「tari shirt展 ~タリ族の衣文化~」 展示補助資料 #3 「ムツミ商店」期
「ムツミ商店」期
その後、運と縁あってテキスタイル製造卸の会社に就職したタリ。覚えることも多かったが、生地にまみれながら夢中になって様々なことを吸収していった。
そんな入社したてのある日、電車の窓から見えていた洋裁教室のことをふと思い出した。最寄りの西宮北口駅前にあり、家からも徒歩5分程だ。すぐに見学に行き、ベテランらしい女性の先生と話しているうちに、むくむくと服をつくりたい気持ちが大きくなっていった。

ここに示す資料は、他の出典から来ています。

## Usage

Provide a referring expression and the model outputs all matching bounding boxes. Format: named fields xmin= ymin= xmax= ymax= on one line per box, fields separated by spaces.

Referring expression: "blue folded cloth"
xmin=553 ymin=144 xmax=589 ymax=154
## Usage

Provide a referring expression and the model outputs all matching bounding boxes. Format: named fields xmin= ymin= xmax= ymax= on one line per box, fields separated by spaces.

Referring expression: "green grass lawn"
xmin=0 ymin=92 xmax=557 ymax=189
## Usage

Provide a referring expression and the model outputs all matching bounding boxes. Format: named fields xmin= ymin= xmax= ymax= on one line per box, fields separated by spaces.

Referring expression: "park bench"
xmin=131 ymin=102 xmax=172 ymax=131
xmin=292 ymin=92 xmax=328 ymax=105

その日から5年間、毎週末にその洋裁教室に通った。その時々の自分の作りたい服を考え、生地を買ってきて先生に教えてもらいながら一着一着作っていった。生地を先に見つけて、その生地で作りたい服を考えることもあれば、こういう服がつくりたいというイメージが先にあって生地を探すこともあった。

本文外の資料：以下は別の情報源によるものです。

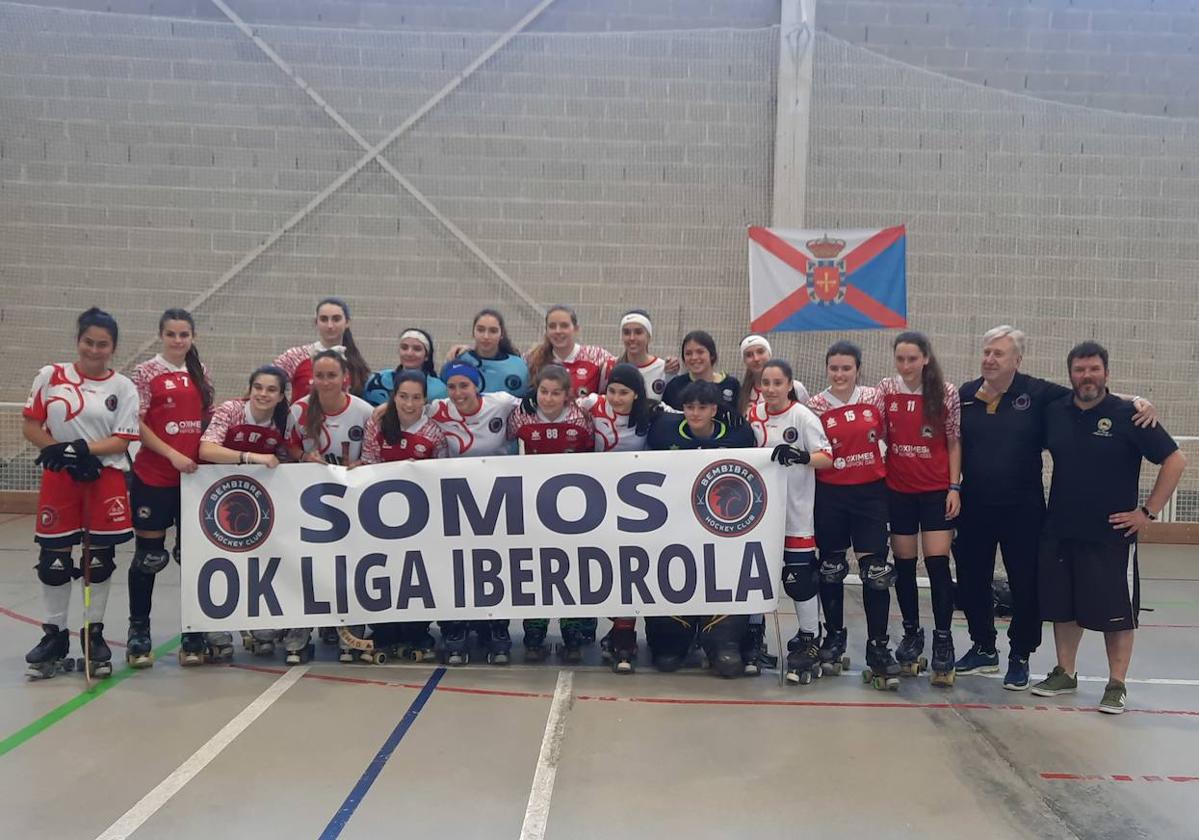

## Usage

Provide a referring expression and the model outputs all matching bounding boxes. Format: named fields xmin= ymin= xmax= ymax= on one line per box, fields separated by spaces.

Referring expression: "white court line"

いろいろな生地屋さんで生地を買ったが、その中でも一番お気に入りだった店が船場センタービル内にある「ムツミ商店」。当時のタリの職場近くにあり、たまたま通りかかったのがきっかけだった。紳士服用の生地を扱う店で、初老の店主ひとりでひっそりと営んでいた。
そこにある生地は、一昔前にはオーダーメイドのスーツ等に仕立てられるためにたくさん出入りがあったのだろう。しかしタリがその店に訪れた頃にはそのようにしっかりした生地でオーダーメイドスーツを仕立てる人はめっきり減っていた。店内はいつも静か、生地も何十年も前のもの、といった感じがしてその空間だけ時間が止まっているかのようだった。
しかしそこにある生地たちは、年月を経ても風化しない堂々たる威厳のようなものを感じさせた。タリは、生地を見て触りながらその生地で作ったスーツやジャケットを想像するだけでも幸せな気持ちになっていた。
声をかけると奥から出てきてくれる店主(だいたい奥でTVを見ている)も、謎の人物(タリ)が何度も店に訪れ、嬉々として生地を選ぶことを喜んでくれた。タリはその店でイタリア製や日本製のウール地、イギリス製のツイードなどを厳選し購入、それらの生地を洋裁教室に持って行きジャケットやコート、ワンピースをたくさん作った。
この時期のタリは、仕事で世間の流行ファッションに関わる機会が多く、それはそれで楽しくはあったが、自分が本当に着たいと思う服はなかなか見つからなかった。それよりも、古くてもしっかり作られている素敵な生地で、自分の着たいと思う服をイメージし、下手でも自分の手で作って着ることに大きな喜びを見出していった。
この頃は、まだタリ族の衣文化ということは意識していなかったが、着たい服をイメージし生地を選び作ることも含めて衣服が好きなのだということに気づいた時期であった。